Des baisses de densité minérale osseuse (DMO) ont été observées chez les patients pédiatriques. Chez les adolescents infectés par le VIH-1, les Z-scores de DMO observés chez les sujets ayant reçu du fumarate de ténofovir disoproxil étaient plus bas que ceux observés chez les sujets ayant reçu un placebo. Chez les enfants infectés par le VIH-1, les Z-scores de DMO observés chez les sujets dont le traitement a été changé pour le fumarate de ténofovir disoproxil étaient plus bas que ceux observés chez les patients qui ont poursuivi leur traitement par stavudine ou zidovudine (voir rubriques Mises en garde et précautions d'emploi et Propriétés pharmacodynamiques).

Sur 89 patients (2 à < 12 ans) ayant reçu le fumarate de ténofovir disoproxil dans l'étude GS-US-104-0352 (exposition médiane de 104 semaines), 4 patients ont quitté l'étude en raison d'effets indésirables évocateurs d'une tubulopathie rénale proximale.

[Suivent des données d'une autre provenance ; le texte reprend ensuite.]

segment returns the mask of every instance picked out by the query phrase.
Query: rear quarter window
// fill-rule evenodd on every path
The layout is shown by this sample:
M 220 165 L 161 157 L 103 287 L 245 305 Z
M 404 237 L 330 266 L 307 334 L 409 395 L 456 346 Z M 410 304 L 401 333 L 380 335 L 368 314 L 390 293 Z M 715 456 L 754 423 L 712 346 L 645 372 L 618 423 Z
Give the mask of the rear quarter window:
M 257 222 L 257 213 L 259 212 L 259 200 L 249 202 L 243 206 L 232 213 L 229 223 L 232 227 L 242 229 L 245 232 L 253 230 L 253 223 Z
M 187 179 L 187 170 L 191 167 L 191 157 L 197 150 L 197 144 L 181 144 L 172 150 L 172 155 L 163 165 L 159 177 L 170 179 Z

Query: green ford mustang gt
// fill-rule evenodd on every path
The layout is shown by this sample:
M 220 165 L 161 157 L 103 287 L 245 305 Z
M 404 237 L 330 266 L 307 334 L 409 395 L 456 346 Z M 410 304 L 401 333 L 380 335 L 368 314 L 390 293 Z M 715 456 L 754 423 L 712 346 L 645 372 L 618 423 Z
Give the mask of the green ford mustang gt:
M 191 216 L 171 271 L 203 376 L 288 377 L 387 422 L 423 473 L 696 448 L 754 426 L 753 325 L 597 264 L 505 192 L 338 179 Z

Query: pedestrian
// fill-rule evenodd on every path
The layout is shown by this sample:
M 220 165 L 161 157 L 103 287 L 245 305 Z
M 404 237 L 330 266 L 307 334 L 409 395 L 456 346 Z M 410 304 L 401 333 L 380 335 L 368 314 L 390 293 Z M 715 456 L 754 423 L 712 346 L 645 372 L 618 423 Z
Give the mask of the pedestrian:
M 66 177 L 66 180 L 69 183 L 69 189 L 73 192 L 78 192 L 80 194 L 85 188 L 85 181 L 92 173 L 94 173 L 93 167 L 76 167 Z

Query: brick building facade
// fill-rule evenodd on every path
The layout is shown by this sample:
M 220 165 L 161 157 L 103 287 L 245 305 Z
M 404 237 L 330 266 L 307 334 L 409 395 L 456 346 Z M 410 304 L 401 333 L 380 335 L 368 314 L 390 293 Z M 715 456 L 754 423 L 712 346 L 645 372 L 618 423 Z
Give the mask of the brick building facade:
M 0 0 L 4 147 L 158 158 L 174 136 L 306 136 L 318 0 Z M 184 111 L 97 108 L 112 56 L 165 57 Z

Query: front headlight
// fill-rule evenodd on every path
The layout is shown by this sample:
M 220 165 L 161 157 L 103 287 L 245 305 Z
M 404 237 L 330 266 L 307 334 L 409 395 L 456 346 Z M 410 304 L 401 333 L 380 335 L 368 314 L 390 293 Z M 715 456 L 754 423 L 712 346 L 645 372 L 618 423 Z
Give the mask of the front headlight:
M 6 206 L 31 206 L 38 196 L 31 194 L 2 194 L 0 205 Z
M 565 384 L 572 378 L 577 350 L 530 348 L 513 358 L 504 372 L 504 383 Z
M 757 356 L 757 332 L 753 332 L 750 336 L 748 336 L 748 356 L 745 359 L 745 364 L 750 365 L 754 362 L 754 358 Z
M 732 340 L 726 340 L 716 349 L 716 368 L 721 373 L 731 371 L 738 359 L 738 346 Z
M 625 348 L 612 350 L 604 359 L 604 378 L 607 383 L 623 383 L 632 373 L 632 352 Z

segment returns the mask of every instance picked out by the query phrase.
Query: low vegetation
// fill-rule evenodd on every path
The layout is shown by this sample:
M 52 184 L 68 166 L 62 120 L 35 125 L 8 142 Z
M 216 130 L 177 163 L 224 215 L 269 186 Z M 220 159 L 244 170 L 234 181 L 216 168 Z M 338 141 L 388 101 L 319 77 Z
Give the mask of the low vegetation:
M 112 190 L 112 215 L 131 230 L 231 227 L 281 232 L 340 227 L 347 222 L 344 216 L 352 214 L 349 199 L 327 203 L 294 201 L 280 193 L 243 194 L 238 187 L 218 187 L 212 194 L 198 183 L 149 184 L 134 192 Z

Autre(s) population(s) particulière(s)
Patients présentant une insuffisance rénale
L'utilisation du fumarate de ténofovir disoproxil n'est pas recommandée chez les patients pédiatriques présentant une insuffisance rénale (voir rubriques Posologie et mode d'administration et Mises en garde et précautions d'emploi).


Exacerbation de l’hépatite après l’arrêt du traitement

Chez les patients co-infectés par le VIH et le VHB, des signes cliniques et biologiques d’hépatite ont été observés après l’arrêt du traitement par fumarate de ténofovir disoproxil (voir rubrique Mises en garde et précautions d'emploi ).

Déclaration des effets indésirables suspectés
La déclaration des effets indésirables suspectés après autorisation du médicament est importante. Elle permet une surveillance continue du rapport bénéfice/risque du médicament. Les professionnels de santé déclarent tout effet indésirable suspecté via le système national de déclaration - voir Annexe V.